This movie is so forgettable that I watched it awhile back and completely forgot about. And then re-watched it today and wished I’d hadn’t. For the record, I have spent just over 2.5 hours of my life watching Breeders.
The plot centers on a bunch of horny shape-shifting bug-eyed aliens intent on impregnating Manhattan’s bevy of 1980s nubile virgins. Mostly, though, the film is about showing off breasts in all shapes and sizes. Something it does very well. The chicks in this movie disrobe at an alarming rate. If there is a female on screen by herself for more than three seconds, she gets naked – regardless of the locale. Something virgins are known for, of course. Getting naked in random places.

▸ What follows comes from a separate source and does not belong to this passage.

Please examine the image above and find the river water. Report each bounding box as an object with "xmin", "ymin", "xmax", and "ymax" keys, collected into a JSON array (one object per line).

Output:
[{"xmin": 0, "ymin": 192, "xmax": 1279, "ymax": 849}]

This is a bad movie. Make no bones about it. Within the first three minutes the quality level, or lack thereof, becomes painfully obvious. Then the female doctor starts talking and the film moves on to lows nearly unheard of in thespianism. Honestly, the vast majority of pornographic performers are more convincing. The doctor, is however, more far more believable than the supposedly virgin model who has a thing for cocaine and being naked. Makes sense, right? Coked up model-types are usually pure as the driven snow. The model’s best acting comes from her ability to stretch naked for extended periods of time. It’s a tough job, but someone had to do it.
Speaking of thespians, why does everyone in the movie pause for dramatic effect before saying the word “virgin” in a sentence? Oh, that’s right. The pause gives the chance for a piece of clue music to be played. Like the music in old school Nintendo Zelda when a new puzzle is unlocked.
The majority of the movie involves the doctor and a detective wandering around and practicing wooden acting while falling in love. This happens even after the doctor at one point says, “It’s a case like this that makes me want to kill every man ever born.” Sounds like the kinda woman that guys would be flocking to spend time with. I know I want a date.
Now onto the alien sperm bath. This is clearly the filmmaker’s sole reason for making this boob-laden flick. The aliens travel from galaxies light years away to ejaculate all over and in Earth hotties, typically dowsing them fire hydrant quantities of baby batter. That totally makes sense. Earth has a lot of babes and aliens have been obsesses with them for years. But that is nothing compared to the vat of sperm that a bunch of nuded up “virgins” frolic in. This scene is particularly noteworthy because gratuitous T&A seemed to be the only point. Then again, that is the whole point of the movie –freeing sweater puppies from the tyranny of the shirt.